Capítulo I
En el despacho de
redacción del primer periódico de una gran ciudad colonial dos hombres
charlaban. Ambos eran jóvenes. El más corpulento de ellos, rubio y
envuelto en una apariencia más urbana era el redactor jefe y
copropietario del importante periódico.
El otro se llamaba Renouard. Que algo ocupaba su mente era evidente
en su fino rostro bronceado. Era un hombre esbelto, relajado, activo. El
periodista continuó con la conversación.
—De manera que ayer estuviste cenando en la casa del viejo Dunster.
Empleó la palabra viejo no con el trato entrañable que a veces se da
a los íntimos, sino en toda la sobriedad de su sentido. El tal Dunster
era viejo. Había sido un notable estadista colonial, pero ahora se
hallaba retirado de la vida política tras una gira por Europa y una
prolongada estancia en Inglaterra, durante la cual había tenido en
efecto muy buena prensa. La colonia se enorgullecía de él.
—Sí, cené allí —dijo Renouard—. El joven Dunster me invitó justo
cuando yo salía de su oficina.

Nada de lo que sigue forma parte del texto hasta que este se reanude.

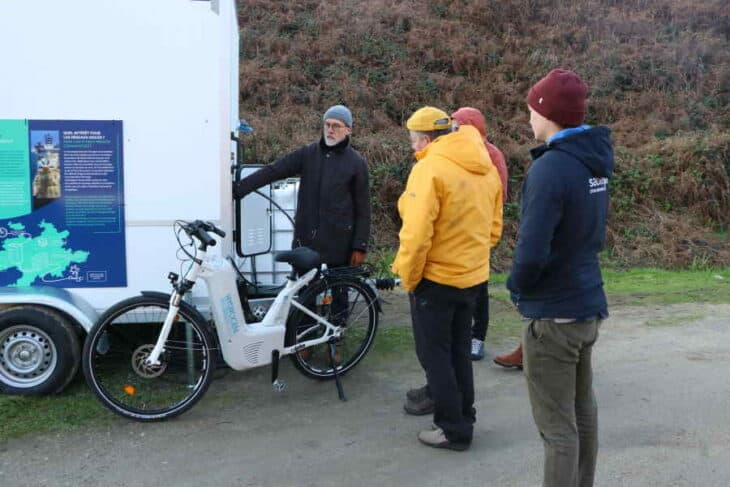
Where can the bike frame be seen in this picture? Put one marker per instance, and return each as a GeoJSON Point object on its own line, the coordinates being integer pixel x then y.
{"type": "Point", "coordinates": [243, 345]}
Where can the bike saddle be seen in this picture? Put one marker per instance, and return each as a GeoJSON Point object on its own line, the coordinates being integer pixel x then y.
{"type": "Point", "coordinates": [301, 259]}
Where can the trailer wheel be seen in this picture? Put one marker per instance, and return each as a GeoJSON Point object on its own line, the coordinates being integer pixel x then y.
{"type": "Point", "coordinates": [39, 351]}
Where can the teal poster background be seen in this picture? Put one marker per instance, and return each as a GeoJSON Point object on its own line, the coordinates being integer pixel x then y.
{"type": "Point", "coordinates": [14, 169]}
{"type": "Point", "coordinates": [62, 203]}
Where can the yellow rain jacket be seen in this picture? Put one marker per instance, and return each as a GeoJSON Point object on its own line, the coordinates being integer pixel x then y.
{"type": "Point", "coordinates": [451, 211]}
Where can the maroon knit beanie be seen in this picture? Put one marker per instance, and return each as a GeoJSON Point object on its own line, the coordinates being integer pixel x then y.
{"type": "Point", "coordinates": [561, 97]}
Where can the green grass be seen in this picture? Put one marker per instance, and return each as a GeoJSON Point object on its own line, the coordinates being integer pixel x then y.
{"type": "Point", "coordinates": [658, 286]}
{"type": "Point", "coordinates": [677, 320]}
{"type": "Point", "coordinates": [74, 408]}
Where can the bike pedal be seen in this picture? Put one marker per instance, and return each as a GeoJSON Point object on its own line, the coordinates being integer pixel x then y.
{"type": "Point", "coordinates": [278, 386]}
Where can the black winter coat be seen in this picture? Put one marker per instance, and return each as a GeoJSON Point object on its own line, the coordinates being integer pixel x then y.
{"type": "Point", "coordinates": [333, 204]}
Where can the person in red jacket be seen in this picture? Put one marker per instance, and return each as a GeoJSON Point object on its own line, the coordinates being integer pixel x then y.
{"type": "Point", "coordinates": [475, 118]}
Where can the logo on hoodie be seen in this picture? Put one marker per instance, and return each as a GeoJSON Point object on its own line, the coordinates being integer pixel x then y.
{"type": "Point", "coordinates": [596, 185]}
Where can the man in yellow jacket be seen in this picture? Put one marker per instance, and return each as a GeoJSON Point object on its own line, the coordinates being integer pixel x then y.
{"type": "Point", "coordinates": [451, 211]}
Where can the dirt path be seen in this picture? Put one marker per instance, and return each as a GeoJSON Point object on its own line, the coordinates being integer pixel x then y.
{"type": "Point", "coordinates": [661, 376]}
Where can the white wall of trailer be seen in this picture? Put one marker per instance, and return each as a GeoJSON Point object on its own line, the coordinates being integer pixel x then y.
{"type": "Point", "coordinates": [168, 69]}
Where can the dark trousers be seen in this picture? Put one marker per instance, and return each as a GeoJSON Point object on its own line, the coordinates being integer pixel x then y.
{"type": "Point", "coordinates": [441, 318]}
{"type": "Point", "coordinates": [481, 312]}
{"type": "Point", "coordinates": [560, 383]}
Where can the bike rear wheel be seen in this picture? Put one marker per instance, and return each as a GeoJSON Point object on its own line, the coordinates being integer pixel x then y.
{"type": "Point", "coordinates": [347, 302]}
{"type": "Point", "coordinates": [117, 346]}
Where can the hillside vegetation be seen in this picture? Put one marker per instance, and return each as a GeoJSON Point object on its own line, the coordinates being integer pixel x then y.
{"type": "Point", "coordinates": [658, 71]}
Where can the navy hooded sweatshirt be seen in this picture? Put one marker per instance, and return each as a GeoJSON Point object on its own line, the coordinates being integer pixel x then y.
{"type": "Point", "coordinates": [555, 270]}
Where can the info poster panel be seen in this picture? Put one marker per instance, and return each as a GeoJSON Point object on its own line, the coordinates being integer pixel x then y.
{"type": "Point", "coordinates": [62, 203]}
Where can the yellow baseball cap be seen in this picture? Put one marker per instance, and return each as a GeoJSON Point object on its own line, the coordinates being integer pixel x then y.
{"type": "Point", "coordinates": [428, 119]}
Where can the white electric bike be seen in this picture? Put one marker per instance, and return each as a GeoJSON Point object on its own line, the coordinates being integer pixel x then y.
{"type": "Point", "coordinates": [151, 357]}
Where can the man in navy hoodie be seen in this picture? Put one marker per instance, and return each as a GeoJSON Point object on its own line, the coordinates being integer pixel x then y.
{"type": "Point", "coordinates": [556, 278]}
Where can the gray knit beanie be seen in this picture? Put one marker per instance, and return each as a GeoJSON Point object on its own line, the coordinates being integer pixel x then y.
{"type": "Point", "coordinates": [339, 112]}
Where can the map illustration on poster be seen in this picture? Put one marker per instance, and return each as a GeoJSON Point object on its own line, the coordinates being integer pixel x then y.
{"type": "Point", "coordinates": [62, 203]}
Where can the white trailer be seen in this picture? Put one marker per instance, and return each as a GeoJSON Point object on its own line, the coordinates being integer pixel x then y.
{"type": "Point", "coordinates": [147, 90]}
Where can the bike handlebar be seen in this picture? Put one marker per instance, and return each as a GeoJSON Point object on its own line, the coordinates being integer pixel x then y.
{"type": "Point", "coordinates": [199, 229]}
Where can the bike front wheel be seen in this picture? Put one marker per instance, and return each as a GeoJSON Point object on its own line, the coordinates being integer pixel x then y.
{"type": "Point", "coordinates": [345, 302]}
{"type": "Point", "coordinates": [118, 345]}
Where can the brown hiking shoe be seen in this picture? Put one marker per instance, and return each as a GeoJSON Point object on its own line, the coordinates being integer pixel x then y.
{"type": "Point", "coordinates": [509, 360]}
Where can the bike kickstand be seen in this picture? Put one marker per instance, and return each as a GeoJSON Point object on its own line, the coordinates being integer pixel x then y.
{"type": "Point", "coordinates": [331, 353]}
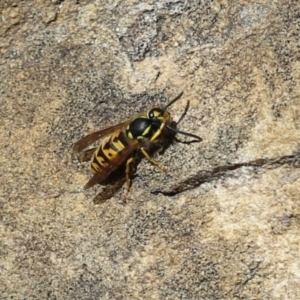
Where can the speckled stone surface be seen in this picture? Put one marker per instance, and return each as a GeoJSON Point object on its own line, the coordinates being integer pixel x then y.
{"type": "Point", "coordinates": [224, 222]}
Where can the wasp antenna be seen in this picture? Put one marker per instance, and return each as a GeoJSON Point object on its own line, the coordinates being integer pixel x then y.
{"type": "Point", "coordinates": [184, 133]}
{"type": "Point", "coordinates": [174, 100]}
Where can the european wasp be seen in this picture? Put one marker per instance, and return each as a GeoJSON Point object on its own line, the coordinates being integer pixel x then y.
{"type": "Point", "coordinates": [125, 140]}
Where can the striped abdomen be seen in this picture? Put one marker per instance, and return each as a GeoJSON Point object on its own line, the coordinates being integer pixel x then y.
{"type": "Point", "coordinates": [107, 154]}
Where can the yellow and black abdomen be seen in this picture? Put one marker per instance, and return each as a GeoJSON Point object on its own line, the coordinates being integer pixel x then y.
{"type": "Point", "coordinates": [107, 154]}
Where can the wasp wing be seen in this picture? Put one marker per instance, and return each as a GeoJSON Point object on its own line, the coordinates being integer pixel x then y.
{"type": "Point", "coordinates": [93, 137]}
{"type": "Point", "coordinates": [112, 164]}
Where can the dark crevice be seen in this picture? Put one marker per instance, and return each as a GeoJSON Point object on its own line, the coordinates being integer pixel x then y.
{"type": "Point", "coordinates": [204, 176]}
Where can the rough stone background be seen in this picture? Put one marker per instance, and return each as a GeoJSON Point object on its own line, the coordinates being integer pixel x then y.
{"type": "Point", "coordinates": [224, 223]}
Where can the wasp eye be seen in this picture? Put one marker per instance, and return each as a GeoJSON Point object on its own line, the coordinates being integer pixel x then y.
{"type": "Point", "coordinates": [151, 114]}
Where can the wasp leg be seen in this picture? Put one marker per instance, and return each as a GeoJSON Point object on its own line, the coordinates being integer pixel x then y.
{"type": "Point", "coordinates": [128, 180]}
{"type": "Point", "coordinates": [155, 163]}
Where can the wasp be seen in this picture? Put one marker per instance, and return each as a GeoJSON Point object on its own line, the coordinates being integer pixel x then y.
{"type": "Point", "coordinates": [123, 141]}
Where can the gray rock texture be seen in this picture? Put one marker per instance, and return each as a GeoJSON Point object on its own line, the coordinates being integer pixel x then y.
{"type": "Point", "coordinates": [224, 223]}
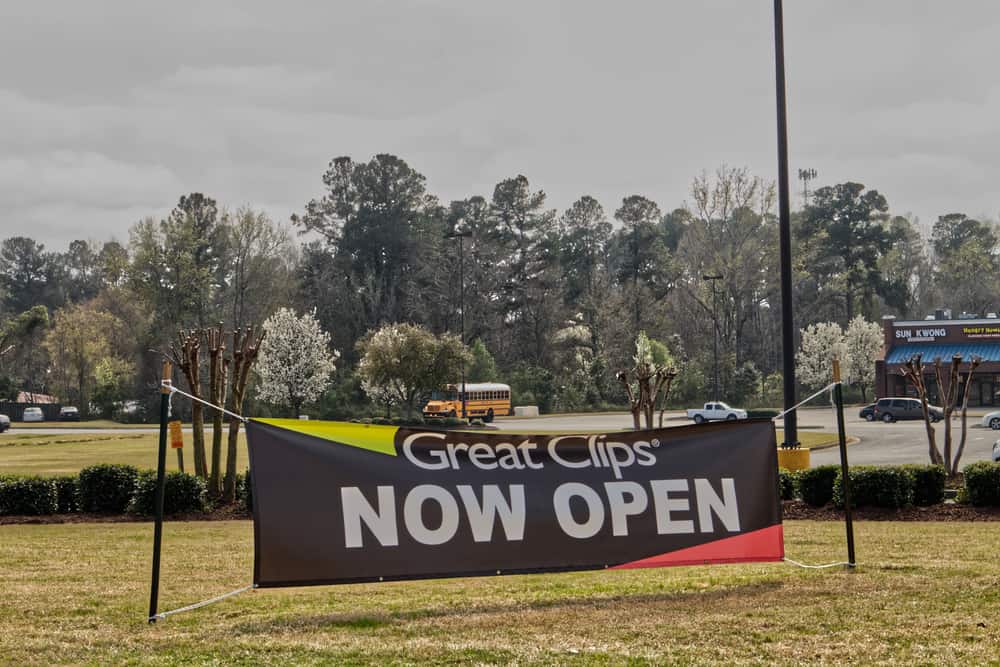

Pareció ser una idea repentina, y sin
embargo no puedo dejar de sospechar alguna intención detrás de ella. Fue
muy insistente. Juró que a su tío le agradaría mucho verme. Dijo que
éste había mencionado últimamente que haberme otorgado la concesión de
Malata había sido el último acto de su vida oficial.
—Muy enternecedor. El amigo se pone sentimental de vez en cuando con el pasado.
—En realidad no sé por qué acepté —continuó el otro—. El
sentimentalismo no me conmueve con mucha facilidad. El viejo Dunster
fue, desde luego, cortés conmigo, pero no se informó siquiera de mi
progreso con las plantas de la seda. Probablemente olvidó que tal cosa
existiera. Debo admitir que había más gente allí de la que esperaba
encontrar. Una reunión bastante grande.